24 settembre 2019

Israele. Lo stallo si muove: si va verso l'unità nazionale

Netanyahu, Lieberman e GantzPer una coincidenza temporale, che forse non è solo tale, va registrato che lo stallo sulla crisi iraniana coincide con lo stallo del quadro politico di Israele. Netanyahu non ha vinto e gli è negata la possibilità di formare un governo di destra a forte caratterizzazione religiosa.

L’ipotesi di un governo di unità nazionale che veda la convergenza del suo Likud e del partito del rivale Benny Gantz, Kahol Lavan, resta l’unica via percorribile e alcuni passi in tal senso sono stati fatti nei primi approcci tra i due contendenti e il presidente israeliano Reuven Rivlin.

Per Lieberman, kingmaker del gioco politico israeliano, tale ipotesi “è una certezza” e vedrà la convergenza del suo partito, Israel Beitenu, costola destra di Kahol Lavan.

Tutto sarebbe fatto, secondo Liberam, si tratta solo di risolvere il nodo del primo ministro, ovvero se sarà Gantz o Netanyahu, questione “infantile” a suo giudizio.

Si apre cioè la via di un compromesso che vede Netanyahu sopravvivere a sé stesso. Sarebbe una vittoria del premier israeliano, dato che sia Gantz sia Lieberman, e la sinistra con loro, hanno sostenuto una campagna elettorale nel segno di una sua dipartita dalla politica.

Ma, insieme, anche una sconfitta, come spiega Jeffrey Halley sulla Reuters: il tempo del regno incontrastato di Netanyahu, cioè “solo Bibi”, “non è più”: si cerca “un accordo nel segno della condivisione del potere”.

Se l’opinione di Lieberman non va sottovalutata, data la sua innegabile intelligenza politica, la via del compromesso ha però tante complessità da risolvere, prima fra tutte la natura del nuovo governo.

Il regno di Bibi è stato caratterizzato da una forte influenza dei partiti a carattere religioso, che Kahol Lavan e Israel Beitenu hanno criticato in nome di un ritorno della politica israeliana al secolarismo, o laicità che dir si voglia.

Nodo arduo da sciogliere, che però evidentemente Lieberman immagina possa risolversi grazie a un accordo che veda Netanyahu garante degli interessi dell’ambito ultra-ortodosso, ma anche moderatore dello stesso.

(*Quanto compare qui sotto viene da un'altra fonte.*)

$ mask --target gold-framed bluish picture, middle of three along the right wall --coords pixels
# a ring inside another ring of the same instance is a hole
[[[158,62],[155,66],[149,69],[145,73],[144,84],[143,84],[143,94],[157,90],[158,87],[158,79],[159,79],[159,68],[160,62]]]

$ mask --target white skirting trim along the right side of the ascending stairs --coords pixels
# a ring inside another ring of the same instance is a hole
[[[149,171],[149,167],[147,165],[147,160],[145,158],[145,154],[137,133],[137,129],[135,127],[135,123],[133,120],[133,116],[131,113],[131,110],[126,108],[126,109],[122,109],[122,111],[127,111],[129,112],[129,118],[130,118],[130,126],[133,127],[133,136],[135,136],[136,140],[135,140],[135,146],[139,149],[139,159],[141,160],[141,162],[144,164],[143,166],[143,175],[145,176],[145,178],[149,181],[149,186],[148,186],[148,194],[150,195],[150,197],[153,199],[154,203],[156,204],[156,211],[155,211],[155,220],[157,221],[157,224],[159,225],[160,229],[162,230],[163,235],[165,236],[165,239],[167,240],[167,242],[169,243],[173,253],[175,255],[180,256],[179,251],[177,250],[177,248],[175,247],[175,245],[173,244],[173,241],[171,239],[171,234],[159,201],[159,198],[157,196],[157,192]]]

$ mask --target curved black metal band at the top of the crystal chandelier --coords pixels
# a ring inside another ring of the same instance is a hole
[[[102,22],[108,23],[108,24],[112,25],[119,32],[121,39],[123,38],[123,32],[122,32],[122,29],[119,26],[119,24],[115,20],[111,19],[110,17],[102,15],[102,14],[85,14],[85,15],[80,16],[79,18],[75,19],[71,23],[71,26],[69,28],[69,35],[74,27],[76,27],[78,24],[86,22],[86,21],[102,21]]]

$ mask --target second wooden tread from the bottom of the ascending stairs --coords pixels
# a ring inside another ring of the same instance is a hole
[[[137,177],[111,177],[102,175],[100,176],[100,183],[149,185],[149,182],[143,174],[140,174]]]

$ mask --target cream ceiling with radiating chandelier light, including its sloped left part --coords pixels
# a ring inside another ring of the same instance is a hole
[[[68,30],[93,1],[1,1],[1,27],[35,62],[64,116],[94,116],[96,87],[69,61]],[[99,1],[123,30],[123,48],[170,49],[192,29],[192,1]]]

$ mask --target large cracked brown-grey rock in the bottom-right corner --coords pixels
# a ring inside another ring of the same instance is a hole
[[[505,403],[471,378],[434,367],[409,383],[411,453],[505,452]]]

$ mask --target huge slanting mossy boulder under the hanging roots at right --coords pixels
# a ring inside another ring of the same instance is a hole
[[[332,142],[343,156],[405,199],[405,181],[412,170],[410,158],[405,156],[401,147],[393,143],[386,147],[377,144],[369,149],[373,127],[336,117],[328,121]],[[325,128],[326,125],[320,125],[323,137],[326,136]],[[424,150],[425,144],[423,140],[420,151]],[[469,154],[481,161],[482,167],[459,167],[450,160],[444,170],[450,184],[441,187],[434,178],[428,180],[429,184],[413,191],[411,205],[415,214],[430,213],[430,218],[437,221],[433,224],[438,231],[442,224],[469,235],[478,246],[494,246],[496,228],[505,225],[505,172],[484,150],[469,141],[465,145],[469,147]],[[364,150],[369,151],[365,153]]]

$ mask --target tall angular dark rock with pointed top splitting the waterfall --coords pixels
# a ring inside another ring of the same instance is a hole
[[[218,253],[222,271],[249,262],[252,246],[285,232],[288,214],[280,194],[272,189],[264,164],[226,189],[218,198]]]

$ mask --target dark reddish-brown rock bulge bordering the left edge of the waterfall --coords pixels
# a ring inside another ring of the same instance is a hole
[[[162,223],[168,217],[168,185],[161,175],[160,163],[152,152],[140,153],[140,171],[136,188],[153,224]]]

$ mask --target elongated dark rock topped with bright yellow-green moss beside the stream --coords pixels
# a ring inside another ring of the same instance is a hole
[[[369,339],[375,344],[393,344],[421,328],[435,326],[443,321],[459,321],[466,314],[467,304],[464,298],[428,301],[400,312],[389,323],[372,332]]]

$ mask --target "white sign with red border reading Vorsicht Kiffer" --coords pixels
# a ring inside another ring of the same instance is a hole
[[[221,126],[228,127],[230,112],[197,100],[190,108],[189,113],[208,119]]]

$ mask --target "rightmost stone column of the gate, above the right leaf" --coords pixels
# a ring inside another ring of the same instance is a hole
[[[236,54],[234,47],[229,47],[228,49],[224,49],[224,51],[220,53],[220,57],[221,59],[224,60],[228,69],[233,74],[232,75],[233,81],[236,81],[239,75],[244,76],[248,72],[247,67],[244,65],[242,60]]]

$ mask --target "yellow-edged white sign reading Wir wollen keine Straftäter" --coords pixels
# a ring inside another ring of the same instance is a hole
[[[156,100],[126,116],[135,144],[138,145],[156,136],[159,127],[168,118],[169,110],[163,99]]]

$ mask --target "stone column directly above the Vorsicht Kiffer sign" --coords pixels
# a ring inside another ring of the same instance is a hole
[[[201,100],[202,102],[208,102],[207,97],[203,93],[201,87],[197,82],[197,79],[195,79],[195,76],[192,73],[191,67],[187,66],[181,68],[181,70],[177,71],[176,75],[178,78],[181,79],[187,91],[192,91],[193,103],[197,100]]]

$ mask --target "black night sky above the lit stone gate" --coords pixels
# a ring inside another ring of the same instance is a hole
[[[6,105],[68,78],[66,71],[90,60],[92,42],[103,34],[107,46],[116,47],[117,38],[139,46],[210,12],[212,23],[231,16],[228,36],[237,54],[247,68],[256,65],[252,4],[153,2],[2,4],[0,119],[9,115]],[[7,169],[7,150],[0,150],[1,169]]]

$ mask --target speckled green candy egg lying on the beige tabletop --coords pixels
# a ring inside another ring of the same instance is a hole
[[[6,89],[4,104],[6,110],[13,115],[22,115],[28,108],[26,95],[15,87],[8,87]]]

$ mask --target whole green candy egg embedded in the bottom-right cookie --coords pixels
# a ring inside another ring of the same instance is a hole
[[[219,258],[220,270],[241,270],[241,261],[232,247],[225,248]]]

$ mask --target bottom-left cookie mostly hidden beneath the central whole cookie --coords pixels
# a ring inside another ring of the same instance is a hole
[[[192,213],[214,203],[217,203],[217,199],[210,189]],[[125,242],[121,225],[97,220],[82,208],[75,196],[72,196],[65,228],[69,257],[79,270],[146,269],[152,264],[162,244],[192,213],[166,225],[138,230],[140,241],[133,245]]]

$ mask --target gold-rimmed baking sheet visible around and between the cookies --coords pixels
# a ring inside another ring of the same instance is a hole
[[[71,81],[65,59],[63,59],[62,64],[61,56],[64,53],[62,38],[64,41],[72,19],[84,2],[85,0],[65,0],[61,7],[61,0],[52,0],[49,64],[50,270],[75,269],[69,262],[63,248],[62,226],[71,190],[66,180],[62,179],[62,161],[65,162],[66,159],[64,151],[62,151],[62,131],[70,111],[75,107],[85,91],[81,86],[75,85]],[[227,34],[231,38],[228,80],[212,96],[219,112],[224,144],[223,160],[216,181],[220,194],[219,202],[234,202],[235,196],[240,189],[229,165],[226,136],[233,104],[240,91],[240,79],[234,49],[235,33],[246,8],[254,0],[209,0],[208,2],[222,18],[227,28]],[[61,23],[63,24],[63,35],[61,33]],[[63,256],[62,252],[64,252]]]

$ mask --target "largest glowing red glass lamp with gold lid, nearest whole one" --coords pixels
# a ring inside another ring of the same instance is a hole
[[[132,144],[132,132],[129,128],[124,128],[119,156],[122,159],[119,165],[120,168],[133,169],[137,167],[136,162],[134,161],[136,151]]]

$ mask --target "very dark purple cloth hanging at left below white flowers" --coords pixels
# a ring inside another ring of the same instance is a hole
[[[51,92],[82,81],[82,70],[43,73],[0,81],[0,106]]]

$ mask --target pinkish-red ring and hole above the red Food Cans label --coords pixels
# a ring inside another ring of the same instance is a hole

Un accordo simile, oltre a garantire la governabilità e scongiurare la terza elezione consecutiva, dovrebbe impedire pericolose tensioni, evitando così il ripetersi di lotte intestine analoghe a quelle che portarono all’assassinio di Yitzhak  Rabin il 4 novembre 1995.

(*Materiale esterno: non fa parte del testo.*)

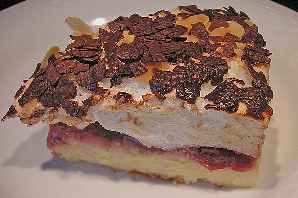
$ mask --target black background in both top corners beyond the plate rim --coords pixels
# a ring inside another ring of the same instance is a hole
[[[24,0],[0,0],[0,10],[10,7]],[[298,0],[272,0],[298,12]]]

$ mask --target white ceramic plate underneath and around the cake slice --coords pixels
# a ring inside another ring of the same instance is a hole
[[[31,128],[18,119],[0,123],[1,198],[294,198],[298,197],[298,13],[263,0],[28,0],[0,12],[0,115],[10,106],[21,81],[31,75],[47,49],[71,42],[64,18],[92,24],[119,15],[147,15],[160,9],[196,4],[232,5],[245,11],[273,53],[270,70],[274,114],[266,131],[259,183],[253,189],[216,188],[208,183],[179,185],[143,176],[111,173],[109,168],[53,158],[45,140],[48,126]],[[93,25],[96,30],[99,26]]]

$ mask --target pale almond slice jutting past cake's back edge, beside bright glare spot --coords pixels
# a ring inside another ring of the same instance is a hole
[[[74,31],[79,31],[82,34],[93,35],[94,32],[90,26],[77,17],[68,17],[64,20],[66,24]]]

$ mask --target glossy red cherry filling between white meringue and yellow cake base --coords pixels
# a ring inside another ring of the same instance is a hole
[[[69,140],[72,139],[79,142],[94,143],[103,148],[129,148],[143,154],[178,154],[200,163],[209,171],[231,168],[234,171],[245,172],[253,169],[257,160],[252,156],[214,147],[186,147],[166,150],[156,147],[148,148],[131,136],[104,129],[98,122],[89,124],[84,129],[62,123],[50,125],[47,138],[48,148],[51,149],[57,144],[68,144]],[[59,156],[59,153],[53,154]]]

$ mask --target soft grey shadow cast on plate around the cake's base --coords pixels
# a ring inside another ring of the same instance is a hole
[[[272,120],[274,122],[274,120]],[[51,158],[50,151],[46,147],[46,133],[47,127],[43,127],[41,132],[32,134],[29,139],[19,145],[14,151],[13,155],[8,158],[3,166],[16,166],[21,168],[40,167],[42,171],[53,171],[60,175],[61,178],[67,179],[74,175],[79,177],[95,177],[111,179],[113,181],[129,180],[130,176],[124,171],[113,173],[110,168],[88,164],[85,162],[67,162],[61,158]],[[266,130],[265,145],[263,147],[263,154],[261,160],[261,170],[259,174],[258,187],[255,189],[270,189],[274,188],[279,180],[277,176],[280,170],[276,163],[277,150],[277,133],[276,129],[269,128]],[[172,185],[171,181],[159,179],[153,181],[146,176],[139,175],[137,178],[131,178],[136,182],[149,182],[154,185]],[[185,184],[179,184],[185,185]],[[208,191],[233,191],[235,188],[229,187],[215,187],[209,183],[198,182],[188,186],[189,188],[205,189]],[[245,189],[244,189],[245,190]],[[249,189],[247,189],[249,190]]]

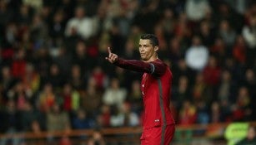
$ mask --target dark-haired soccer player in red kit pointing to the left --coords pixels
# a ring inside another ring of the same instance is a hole
[[[169,108],[172,72],[168,65],[158,59],[158,38],[143,34],[139,40],[142,60],[124,60],[108,47],[108,60],[124,69],[143,72],[141,90],[143,95],[142,145],[169,145],[173,139],[175,122]]]

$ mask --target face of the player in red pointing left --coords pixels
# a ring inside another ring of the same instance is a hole
[[[143,61],[151,60],[154,55],[154,47],[148,39],[140,39],[138,51]]]

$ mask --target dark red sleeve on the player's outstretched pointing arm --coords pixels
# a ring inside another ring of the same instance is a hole
[[[166,70],[166,65],[161,60],[152,62],[143,62],[141,60],[123,60],[119,58],[114,65],[123,69],[133,70],[137,72],[146,72],[154,76],[161,76]]]

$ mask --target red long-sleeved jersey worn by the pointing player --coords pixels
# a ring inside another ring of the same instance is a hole
[[[169,108],[173,75],[162,60],[143,62],[118,59],[114,63],[124,69],[144,72],[141,82],[143,94],[143,129],[173,124]]]

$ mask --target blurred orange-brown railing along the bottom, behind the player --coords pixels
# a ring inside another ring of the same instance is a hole
[[[210,123],[210,124],[193,124],[177,125],[173,144],[190,145],[190,144],[227,144],[224,138],[224,131],[229,123]],[[256,122],[249,123],[256,126]],[[98,130],[102,133],[103,139],[107,144],[139,144],[139,137],[142,129],[140,127],[122,127],[122,128],[102,128]],[[82,130],[65,130],[54,132],[39,133],[1,133],[1,141],[18,139],[26,145],[30,144],[57,144],[62,138],[68,138],[73,144],[83,144],[91,138],[94,129]]]

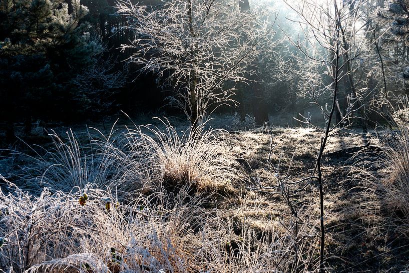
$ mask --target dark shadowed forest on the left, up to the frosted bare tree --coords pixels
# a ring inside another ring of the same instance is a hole
[[[99,120],[163,106],[155,77],[137,77],[137,68],[123,62],[127,53],[118,48],[130,33],[118,31],[126,18],[115,14],[114,1],[83,0],[85,16],[76,11],[79,2],[13,3],[0,11],[0,122],[9,140],[19,123],[30,132],[37,120]],[[50,22],[63,4],[66,14]]]

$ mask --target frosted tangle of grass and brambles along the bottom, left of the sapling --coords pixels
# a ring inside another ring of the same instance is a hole
[[[1,272],[289,272],[291,233],[234,230],[186,188],[123,203],[100,189],[0,191]],[[155,201],[152,201],[154,200]],[[236,233],[235,233],[236,231]]]

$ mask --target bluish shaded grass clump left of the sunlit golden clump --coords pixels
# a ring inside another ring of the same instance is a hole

Proprio dell’omicidio politico del generale prestato alla politica si è tornato a parlare in questi giorni, grazie al film di Yaron Zilberman, che ripercorre la storia del suo assassinio, pellicola pluripremiata all’Ophir Awards, il più prestigioso premio cinematografico israeliano.

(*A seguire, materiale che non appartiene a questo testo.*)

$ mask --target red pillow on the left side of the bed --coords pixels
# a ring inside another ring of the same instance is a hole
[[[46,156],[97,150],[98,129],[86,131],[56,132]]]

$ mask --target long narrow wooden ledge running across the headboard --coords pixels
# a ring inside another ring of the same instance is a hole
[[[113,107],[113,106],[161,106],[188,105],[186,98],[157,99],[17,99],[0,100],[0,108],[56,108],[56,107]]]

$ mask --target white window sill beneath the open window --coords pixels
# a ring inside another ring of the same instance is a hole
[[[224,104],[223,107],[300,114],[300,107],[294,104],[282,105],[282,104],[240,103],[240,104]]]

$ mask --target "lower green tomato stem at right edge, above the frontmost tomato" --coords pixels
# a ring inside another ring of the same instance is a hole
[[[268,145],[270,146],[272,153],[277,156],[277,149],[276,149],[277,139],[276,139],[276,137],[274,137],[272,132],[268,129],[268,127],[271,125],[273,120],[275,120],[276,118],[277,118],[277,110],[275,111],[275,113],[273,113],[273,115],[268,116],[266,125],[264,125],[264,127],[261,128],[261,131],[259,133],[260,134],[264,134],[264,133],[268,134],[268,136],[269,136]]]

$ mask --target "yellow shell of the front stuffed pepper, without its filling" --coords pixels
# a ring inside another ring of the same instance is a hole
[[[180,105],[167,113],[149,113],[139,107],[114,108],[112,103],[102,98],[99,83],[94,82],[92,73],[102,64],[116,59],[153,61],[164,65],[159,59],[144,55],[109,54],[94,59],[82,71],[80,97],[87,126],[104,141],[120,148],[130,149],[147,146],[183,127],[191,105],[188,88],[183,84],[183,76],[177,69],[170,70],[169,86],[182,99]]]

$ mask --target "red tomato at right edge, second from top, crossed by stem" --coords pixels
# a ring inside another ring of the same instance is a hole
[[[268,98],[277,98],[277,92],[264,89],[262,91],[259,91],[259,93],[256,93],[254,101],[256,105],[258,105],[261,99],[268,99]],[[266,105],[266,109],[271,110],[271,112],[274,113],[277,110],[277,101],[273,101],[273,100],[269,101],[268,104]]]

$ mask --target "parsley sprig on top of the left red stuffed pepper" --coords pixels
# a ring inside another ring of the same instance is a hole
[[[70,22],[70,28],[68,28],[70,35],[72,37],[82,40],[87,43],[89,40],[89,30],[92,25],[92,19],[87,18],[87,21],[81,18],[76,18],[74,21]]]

L’uscita del film, ma soprattutto la sua premiazione ha suscitato infuocate polemiche, dato che il film mette in cattiva luce Benjamin Netanyahu, ma segnala anche che qualcosa si muove nel profondo dello Stato israeliano.

Nel ritirare il premio, Zilberman ha ricordato la figura del “gigante” Rabin, “un uomo assassinato per la sua lotta per la pace” e ha espresso la speranza che queste elezioni possano segnare un nuovo inizio per Israele.

Si è augurato, cioè l’inizio di “una nuova era, nella quale i leader politici, invece di incitare le divisioni, si uniscano per farci amare l’un l’altro”. Augurio irenico, certo, ma simili scintille di speranza fanno guardare il mondo con occhi diversi.